Mafia judicial

Yolanda Ruiz
31 de agosto de 2017 - 02:30 a. m.

No tocamos fondo en materia de corrupción, como dicen algunos, estamos anclados en el fondo desde hace tiempo y hemos perdido la confianza, elemento fundamental de la sociedad para convivir. Lo de magistrados corruptos lo sabíamos, pero a muchos les ha resultado más fácil mirar para otro lado.

Así pasó cuando eligieron al eminente jurista Jorge Pretelt, quien llegó a la Corte Constitucional a pesar de las sospechas que algunos tenían antes de su elección, pero como primero van los cálculos políticos y luego el país, ahí tenemos. Pasa ahora con Francisco Ricaurte y Leonidas Bustos, en el ojo del huracán por las denuncias que los señalan de haber convertido el escenario más alto de nuestra justicia en su negocio personal. Su dudosa conducta era un secreto a voces que denunciaron valientes periodistas, pero poco se vio actuar a los organismos de control que estaban en otros menesteres.

En el fondo estamos y si la justicia de Estados Unidos no nos manda las pruebas que han permitido comenzar a jalar el hilo de la corruptela, todos los delitos seguirían enterrados y en la Fiscalía seguiría despachando encargado de la lucha anticorrupción un corrupto de marca mayor que, según dicen, llegó al cargo de la mano de sus cómplices, con sus recomendaciones bajo el brazo. ¿Cuántos cargos más se habrán surtido en la Fiscalía con palanca de los que hoy están investigados? En el sistema del yo te elijo, tú me eliges, yo te recomiendo y tú me recomiendas, las mafias de la justicia montaron un entramado que ocupa hoy una parte importante de los altos cargos judiciales.
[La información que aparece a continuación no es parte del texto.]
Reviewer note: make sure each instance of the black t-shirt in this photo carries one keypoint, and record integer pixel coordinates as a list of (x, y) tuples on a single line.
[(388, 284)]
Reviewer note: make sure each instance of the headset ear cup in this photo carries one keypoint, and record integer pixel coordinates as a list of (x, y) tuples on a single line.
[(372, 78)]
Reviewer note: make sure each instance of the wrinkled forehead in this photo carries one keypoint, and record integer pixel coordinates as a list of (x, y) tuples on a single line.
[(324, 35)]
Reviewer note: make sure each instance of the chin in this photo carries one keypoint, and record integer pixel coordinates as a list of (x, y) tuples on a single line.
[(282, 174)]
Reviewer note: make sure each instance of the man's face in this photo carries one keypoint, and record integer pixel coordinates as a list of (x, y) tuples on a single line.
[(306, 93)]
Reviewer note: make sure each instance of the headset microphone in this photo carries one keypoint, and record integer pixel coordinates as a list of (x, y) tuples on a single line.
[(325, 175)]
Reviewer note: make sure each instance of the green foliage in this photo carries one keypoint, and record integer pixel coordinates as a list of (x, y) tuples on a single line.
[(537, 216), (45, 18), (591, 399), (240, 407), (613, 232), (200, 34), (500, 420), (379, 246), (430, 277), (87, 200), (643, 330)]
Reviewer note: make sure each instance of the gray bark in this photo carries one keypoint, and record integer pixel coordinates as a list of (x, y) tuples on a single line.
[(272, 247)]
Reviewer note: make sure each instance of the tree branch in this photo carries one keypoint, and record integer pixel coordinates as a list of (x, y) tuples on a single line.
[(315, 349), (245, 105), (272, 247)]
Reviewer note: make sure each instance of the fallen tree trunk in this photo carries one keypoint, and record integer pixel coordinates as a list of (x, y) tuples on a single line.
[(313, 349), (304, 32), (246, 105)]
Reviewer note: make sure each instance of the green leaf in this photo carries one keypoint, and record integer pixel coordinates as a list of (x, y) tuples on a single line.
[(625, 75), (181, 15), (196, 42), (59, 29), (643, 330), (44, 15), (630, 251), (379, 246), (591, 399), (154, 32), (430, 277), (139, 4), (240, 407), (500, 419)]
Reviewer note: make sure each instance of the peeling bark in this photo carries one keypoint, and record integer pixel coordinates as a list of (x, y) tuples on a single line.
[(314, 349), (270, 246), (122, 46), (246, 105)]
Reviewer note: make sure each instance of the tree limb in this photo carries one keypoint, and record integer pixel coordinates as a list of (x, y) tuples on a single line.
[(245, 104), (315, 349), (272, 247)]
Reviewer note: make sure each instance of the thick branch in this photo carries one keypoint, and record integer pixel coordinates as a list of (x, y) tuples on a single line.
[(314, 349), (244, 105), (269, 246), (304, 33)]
Ni qué decir sobre lo que pasa en los rangos medios o en los juzgados en donde se venden fallos, traslados, aplazamientos de audiencias. Hay jueces y fiscales honestos, por supuesto, y me atrevo a decir que pueden ser mayoría, pero el daño está hecho y la desconfianza crece.

Era obvio que esa mafia judicial tuviera relación directa con otra que conocemos de tiempo atrás, la de los políticos corruptos dueños de pedazos de Colombia mediante los votos cautivos que son moneda de cambio para negociar. Ante ellos, silencio también: los partidos políticos y hasta el presidente de la República en trance de reelección aceptaron el apoyo de los “Ñoños” de todos los calibres que sonreían en tarima a pesar de los interrogantes que los rodeaban. Cómo serían de evidentes las dudas que ese término se convirtió en sinónimo de politiquería sospechosa. ¿A alguien le sorprendió que acusaran de corrupción a Ñoño Elías? Lo sorprendente es verlo capturado porque lo usual es que los personajes dudosos suban y se muevan como pez en el agua en los escenarios de poder.

Son tantas las palabras lanzadas al viento hablando de la pérdida de valores y confianza que poco queda por decir. Estamos en el fondo y a pesar del pesimismo pongo mi fe en las personas. Creo que es el momento de que se pronuncien y actúen los decentes. No los que quieren pescar en el río revuelto de la indignación para sacar tajada y seguir en las mismas. Hablo de quienes hacen esfuerzos silenciosos para que se haga justicia, los que saben cómo y dónde operan los corruptos pero callan por miedo o porque no se quieren untar y, sin quererlo, se convierten en cómplices de las mafias. Si la Constituyente es un camino, no lo sé. Si las reformas servirán, si toca barajar y repartir de nuevo, no lo sé. Pero creo fervientemente en la urgencia de rescatar la decencia como valor fundamental. Suena ingenuo, pero la historia nos demuestra que “hecha la ley, hecha la trampa”, entonces más nos vale hacer esfuerzos para que los ciudadanos estemos dispuestos a cumplir la ley y eso debe empezar por recuperar para la decencia la majestad de la justicia.